LB4
あたしのママは若くてキレイだ。
とびきりの美人というわけじゃないけど、プロポーションとかヘアスタイルとかが洗練されてて、イイ女の代名詞みたいな人だ。
あたしの憧れ、自慢のママ。
当然だけど、男の人にはかなりモテる。
送ってもらって帰ってくることもしょっちゅうあった。
ママが車を降りる前に、運転席にいる人とキスしてるのを、窓から目撃してしまったことも何度かある。
それが大悟くんだったことも、何度かある。
ショックとか驚いたとかっていうより、ただママがうらやましかった。
だから一昨日のデートはドライブをリクエストしたんだけど、結果は前述の通り。
あたしはママの娘だけど、ママにはなれなかった。
大人ぶってみたけど、出来の悪い生徒のままだった。
昼休みを犠牲にして数学のノートをやったけれど、あたしの頭脳では時間内に終わらせることができなかった。

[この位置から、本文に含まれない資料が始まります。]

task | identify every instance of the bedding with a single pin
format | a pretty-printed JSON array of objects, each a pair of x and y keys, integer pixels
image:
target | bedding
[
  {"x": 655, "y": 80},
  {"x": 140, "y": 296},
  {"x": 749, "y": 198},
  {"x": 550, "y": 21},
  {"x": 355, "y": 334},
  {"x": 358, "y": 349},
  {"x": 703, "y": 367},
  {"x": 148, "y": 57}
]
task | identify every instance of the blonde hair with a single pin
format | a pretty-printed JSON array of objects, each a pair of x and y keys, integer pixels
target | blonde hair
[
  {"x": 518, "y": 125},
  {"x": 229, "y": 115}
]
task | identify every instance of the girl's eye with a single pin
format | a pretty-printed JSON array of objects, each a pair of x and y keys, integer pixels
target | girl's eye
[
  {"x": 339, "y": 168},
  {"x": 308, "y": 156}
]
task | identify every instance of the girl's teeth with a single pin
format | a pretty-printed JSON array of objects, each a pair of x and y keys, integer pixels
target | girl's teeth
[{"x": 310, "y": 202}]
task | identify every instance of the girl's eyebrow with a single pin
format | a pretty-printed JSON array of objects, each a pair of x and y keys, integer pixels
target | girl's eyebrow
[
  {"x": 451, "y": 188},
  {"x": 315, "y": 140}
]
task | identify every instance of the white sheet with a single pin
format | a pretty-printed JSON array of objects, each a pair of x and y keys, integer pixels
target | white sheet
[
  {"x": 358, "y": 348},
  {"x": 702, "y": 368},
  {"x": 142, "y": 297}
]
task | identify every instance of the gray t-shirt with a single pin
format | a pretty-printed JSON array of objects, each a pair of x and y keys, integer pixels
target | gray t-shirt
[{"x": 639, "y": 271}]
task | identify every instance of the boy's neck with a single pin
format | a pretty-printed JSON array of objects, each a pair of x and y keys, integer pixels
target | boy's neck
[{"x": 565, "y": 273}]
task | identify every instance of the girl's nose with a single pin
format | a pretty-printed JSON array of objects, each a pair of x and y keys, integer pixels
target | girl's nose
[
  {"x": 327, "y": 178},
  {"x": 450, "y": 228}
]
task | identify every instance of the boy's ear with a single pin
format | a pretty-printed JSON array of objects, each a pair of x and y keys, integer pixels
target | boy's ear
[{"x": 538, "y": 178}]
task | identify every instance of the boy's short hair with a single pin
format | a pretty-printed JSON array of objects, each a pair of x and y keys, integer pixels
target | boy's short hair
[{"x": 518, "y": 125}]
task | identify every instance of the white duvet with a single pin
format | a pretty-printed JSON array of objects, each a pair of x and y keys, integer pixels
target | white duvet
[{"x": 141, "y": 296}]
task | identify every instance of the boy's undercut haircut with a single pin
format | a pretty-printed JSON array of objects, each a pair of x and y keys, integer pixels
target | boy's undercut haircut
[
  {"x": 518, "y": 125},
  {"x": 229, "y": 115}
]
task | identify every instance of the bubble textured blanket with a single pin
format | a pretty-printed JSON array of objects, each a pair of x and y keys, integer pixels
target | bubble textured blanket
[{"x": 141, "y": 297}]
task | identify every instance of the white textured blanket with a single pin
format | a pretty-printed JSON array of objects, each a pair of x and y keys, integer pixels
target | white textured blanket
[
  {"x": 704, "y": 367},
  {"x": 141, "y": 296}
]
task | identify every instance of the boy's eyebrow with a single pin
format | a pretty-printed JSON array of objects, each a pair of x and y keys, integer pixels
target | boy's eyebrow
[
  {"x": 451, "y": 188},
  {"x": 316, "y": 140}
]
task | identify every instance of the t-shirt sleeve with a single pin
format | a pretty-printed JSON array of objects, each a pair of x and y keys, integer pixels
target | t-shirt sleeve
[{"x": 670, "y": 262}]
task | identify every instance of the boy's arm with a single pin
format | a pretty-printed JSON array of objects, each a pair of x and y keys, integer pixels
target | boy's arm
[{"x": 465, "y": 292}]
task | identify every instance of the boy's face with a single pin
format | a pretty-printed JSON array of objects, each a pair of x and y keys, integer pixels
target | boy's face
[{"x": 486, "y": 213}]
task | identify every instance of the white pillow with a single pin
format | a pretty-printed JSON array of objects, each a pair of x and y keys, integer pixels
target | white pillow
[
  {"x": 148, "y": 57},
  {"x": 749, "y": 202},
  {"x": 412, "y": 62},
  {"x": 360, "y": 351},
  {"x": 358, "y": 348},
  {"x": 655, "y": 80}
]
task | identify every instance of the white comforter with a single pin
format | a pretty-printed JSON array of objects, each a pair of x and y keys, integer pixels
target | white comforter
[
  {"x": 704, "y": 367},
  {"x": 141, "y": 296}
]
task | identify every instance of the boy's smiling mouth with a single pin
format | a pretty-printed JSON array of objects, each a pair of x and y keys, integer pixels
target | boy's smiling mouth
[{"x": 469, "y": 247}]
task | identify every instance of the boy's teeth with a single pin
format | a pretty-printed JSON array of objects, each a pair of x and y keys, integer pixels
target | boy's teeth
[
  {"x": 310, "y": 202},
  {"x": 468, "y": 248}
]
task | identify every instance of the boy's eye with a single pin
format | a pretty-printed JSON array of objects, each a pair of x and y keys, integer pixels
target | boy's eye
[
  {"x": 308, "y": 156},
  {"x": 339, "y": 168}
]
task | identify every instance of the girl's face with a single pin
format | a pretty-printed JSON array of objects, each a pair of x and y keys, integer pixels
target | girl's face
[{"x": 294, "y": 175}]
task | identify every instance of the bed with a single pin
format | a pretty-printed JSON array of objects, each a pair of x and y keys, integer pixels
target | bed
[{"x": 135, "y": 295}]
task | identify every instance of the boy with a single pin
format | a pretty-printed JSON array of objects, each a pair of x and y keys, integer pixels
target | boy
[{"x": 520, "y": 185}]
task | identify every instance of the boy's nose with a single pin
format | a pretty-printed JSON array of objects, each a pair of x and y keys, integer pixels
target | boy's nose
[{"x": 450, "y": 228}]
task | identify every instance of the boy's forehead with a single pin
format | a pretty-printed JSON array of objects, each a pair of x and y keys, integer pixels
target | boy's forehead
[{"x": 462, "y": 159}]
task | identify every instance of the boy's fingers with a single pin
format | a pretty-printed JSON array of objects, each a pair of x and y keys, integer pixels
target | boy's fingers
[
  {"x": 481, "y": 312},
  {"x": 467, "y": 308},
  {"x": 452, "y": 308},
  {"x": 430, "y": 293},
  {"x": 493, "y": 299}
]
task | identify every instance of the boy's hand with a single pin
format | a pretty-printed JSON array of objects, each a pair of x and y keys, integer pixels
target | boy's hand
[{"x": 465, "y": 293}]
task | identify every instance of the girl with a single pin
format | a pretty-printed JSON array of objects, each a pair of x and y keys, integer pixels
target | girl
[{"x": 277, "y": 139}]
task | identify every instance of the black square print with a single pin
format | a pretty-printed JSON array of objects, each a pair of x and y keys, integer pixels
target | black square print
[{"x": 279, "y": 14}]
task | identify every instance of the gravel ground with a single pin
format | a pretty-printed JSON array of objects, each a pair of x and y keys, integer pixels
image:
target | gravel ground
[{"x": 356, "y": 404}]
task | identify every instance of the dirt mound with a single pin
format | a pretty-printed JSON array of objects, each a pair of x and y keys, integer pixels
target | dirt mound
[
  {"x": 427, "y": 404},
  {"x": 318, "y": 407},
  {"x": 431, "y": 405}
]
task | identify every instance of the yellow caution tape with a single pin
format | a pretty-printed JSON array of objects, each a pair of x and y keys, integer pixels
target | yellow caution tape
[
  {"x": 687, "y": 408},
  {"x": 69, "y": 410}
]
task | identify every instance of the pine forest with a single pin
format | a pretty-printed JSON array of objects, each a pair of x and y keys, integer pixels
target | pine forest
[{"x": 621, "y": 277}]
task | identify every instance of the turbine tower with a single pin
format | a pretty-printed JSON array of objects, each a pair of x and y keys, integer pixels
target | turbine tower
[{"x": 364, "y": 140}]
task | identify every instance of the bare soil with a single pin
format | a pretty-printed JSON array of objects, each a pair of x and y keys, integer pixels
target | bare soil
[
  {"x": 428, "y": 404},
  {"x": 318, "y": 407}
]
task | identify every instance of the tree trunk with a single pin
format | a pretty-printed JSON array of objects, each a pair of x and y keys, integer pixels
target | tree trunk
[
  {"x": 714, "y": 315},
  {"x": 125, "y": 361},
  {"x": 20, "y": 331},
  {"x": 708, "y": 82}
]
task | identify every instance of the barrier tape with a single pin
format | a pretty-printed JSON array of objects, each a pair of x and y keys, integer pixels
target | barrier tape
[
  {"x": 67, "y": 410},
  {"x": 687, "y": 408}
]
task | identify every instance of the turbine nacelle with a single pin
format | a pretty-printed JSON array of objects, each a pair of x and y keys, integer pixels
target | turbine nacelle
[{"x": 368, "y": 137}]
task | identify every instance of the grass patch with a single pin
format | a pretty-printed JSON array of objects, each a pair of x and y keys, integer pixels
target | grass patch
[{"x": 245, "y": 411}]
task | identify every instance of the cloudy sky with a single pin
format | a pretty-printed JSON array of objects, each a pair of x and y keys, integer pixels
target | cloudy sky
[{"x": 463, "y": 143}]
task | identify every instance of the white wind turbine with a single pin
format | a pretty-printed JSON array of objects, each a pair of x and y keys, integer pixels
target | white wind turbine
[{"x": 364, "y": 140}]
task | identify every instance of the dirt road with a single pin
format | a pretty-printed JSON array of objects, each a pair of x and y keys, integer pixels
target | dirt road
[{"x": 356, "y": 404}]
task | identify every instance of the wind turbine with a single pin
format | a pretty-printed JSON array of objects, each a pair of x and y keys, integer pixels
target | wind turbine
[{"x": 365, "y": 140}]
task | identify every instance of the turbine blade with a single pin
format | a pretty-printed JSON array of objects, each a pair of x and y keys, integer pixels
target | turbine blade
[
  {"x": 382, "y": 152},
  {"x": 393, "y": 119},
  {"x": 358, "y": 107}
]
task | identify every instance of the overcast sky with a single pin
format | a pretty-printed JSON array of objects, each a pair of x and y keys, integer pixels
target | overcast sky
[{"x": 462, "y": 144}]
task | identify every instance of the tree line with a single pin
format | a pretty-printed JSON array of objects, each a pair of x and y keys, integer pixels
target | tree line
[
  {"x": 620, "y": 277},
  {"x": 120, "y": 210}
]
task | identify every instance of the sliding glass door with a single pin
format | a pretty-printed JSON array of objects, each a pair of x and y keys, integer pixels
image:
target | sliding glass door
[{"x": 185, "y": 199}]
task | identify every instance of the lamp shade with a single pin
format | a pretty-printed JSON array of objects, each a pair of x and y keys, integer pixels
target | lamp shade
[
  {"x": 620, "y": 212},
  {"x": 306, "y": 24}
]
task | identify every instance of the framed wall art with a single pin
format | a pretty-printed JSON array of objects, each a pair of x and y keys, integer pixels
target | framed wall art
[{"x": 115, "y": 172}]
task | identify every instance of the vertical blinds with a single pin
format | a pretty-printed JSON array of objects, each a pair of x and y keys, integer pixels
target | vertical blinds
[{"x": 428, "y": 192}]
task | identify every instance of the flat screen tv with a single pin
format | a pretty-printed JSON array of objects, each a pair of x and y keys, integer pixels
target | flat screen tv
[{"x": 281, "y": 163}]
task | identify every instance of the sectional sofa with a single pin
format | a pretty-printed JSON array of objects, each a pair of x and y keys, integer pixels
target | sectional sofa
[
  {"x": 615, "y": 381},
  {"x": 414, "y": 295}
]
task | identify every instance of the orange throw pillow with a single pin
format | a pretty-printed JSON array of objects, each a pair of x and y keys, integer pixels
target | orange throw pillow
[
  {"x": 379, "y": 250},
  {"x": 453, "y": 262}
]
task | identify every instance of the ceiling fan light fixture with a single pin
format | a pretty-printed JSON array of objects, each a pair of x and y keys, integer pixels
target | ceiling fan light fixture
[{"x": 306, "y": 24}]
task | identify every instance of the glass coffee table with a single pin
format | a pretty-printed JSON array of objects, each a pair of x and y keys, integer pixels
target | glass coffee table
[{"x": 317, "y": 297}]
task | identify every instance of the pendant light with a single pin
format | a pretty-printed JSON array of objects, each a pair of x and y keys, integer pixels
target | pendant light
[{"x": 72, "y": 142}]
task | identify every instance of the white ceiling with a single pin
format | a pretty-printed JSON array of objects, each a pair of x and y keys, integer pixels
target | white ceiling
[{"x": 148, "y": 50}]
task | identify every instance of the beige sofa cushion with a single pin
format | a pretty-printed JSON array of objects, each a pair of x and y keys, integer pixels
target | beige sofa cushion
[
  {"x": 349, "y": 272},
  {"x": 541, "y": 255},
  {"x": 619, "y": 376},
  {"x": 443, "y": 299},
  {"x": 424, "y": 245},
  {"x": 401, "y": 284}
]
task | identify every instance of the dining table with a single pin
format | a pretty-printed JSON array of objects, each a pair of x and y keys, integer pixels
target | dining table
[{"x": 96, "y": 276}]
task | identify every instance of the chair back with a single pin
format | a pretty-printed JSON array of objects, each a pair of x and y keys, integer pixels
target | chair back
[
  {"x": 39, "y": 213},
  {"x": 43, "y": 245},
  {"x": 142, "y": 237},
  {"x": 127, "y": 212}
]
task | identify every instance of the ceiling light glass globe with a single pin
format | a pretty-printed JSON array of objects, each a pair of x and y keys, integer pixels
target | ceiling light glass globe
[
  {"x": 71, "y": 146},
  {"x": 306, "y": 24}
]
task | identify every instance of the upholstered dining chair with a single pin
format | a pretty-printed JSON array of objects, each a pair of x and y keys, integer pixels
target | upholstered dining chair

藤川には帰りのホームルーム終了後に、ちゃんと今日のうちに出すからもう少し待ってとお願いをして、渋々だったが了承を得た。
今日は早く帰りたかったのだろうか。
彼女に会う予定でもあったのかな。
半年前、プライベートの藤川に偶然会った。
偶然大悟くんにも会ったイベントだ。
藤川は、大人の女の人を連れていた。
藤川にしては、まあまあキレイな女だった。
ママとは系統が違うけれど、イイ女の代名詞のような人だった。
藤川のくせに。
思い出すと、課題が俄然憎くなる。